I guess this post isn't saying anything, except that every couple (especially ones with children) MUST go on date nights intentionally.
It is okay to ask your family or friends to help you with your children for a few hours so you both can have a nice, uninterrupted mealtime to focus on you two. It's healthy and it will strengthen your bond - which is so important for children's growth.
We truly believe that amazing things happen when you have quality time with your other half and your children (especially) will get to experience that kind of love and commitment.
Every time Adrian and I get to have a longer date nights/trips, we always come home with something new, something good. During these dates, we usually share about our struggles (in details) at work, and at home and the things that makes us happy and drives us. We put ourselves in each other's shoes, and think of ways we can be better - together.
It's like re-calibrating both our goals and wants and how we gonna get there. Same thing as checking our car's alignments after a few months or something right.
Our most talked about topic is parenting (surprise surprise). If you don't already know, we love being parents to our three doremi. LOVE IT TOO MUCH. Parenting has taught us a lot about ourselves, and how we work as a pair.We would bring up incidents that happened, and discuss how to respond better in similar situations. We also try to think of ways to affirm the kids differently because of how the 3 of them are just so different. So yeah, it is just a constant checking in with each other and believe it or not. Even though we live in the same house, and sleep on the same bed, it is actually very difficult to have these kind of conversations.

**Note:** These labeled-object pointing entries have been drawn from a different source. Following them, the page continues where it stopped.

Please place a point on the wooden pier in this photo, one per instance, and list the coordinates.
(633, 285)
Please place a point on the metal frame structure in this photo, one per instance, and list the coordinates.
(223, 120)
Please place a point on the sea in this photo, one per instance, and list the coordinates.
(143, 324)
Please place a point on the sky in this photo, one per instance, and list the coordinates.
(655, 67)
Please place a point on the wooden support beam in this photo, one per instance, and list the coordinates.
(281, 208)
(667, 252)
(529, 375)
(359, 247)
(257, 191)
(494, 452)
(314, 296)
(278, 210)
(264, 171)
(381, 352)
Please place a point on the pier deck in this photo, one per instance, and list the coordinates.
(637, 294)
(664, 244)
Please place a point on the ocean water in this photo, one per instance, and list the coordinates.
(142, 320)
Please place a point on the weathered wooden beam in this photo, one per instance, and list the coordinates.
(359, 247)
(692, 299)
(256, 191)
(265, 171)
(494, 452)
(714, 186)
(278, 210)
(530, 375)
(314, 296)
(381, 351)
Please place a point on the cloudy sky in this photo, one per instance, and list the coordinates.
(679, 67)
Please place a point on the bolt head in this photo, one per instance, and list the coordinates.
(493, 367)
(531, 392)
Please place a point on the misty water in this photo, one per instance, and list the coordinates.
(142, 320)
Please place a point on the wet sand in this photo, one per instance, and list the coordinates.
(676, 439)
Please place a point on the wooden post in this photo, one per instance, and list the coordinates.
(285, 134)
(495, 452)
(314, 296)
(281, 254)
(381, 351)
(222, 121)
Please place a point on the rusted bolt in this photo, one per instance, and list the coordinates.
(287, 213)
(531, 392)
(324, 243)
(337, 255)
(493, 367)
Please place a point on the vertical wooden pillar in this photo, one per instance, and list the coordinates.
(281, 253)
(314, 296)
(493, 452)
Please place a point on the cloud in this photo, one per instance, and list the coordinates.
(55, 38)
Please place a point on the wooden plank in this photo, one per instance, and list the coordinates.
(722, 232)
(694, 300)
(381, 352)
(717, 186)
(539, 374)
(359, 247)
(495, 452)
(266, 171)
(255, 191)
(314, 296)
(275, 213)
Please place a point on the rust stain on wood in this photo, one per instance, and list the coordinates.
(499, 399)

First, because the children are always listening and looking. Second, because after every 2 sentences we say, there will be "Mamy! Dady!" or "Mamy! Adam eating my rice!" or "Dady! Play ball with me!" or "Mam maam maaaammm".
We love our kids to the ends of the world, but hello, it is impossible to think straight or hear your own thoughts when they are constantly asking for your attentions. It's cute but when it's too much - it's too much! Heh.
Anyways, I thought to share this here, because you are not selfish for wanting to have quiet time with your spouse, and time away from your children. In our case, date nights are one of the things that made us better partners and parents. So, we really do try to make it happen.
If you ask us, we highly recommend it. If it's difficult to get someone to watch the kids, start with once a month. Set the date and put it in the calendar. Ask a fellow parents friend to help babysit for a few hours. They would be more than happy to do so, because it takes a village.
Trust your village, and let's be better spouse and parent together :)
P.S. Please never hesitate to ask us for help. My children will especially love it if they could have playdates with humans their age and size! I'm serious.
Go get your deserved date nights, please.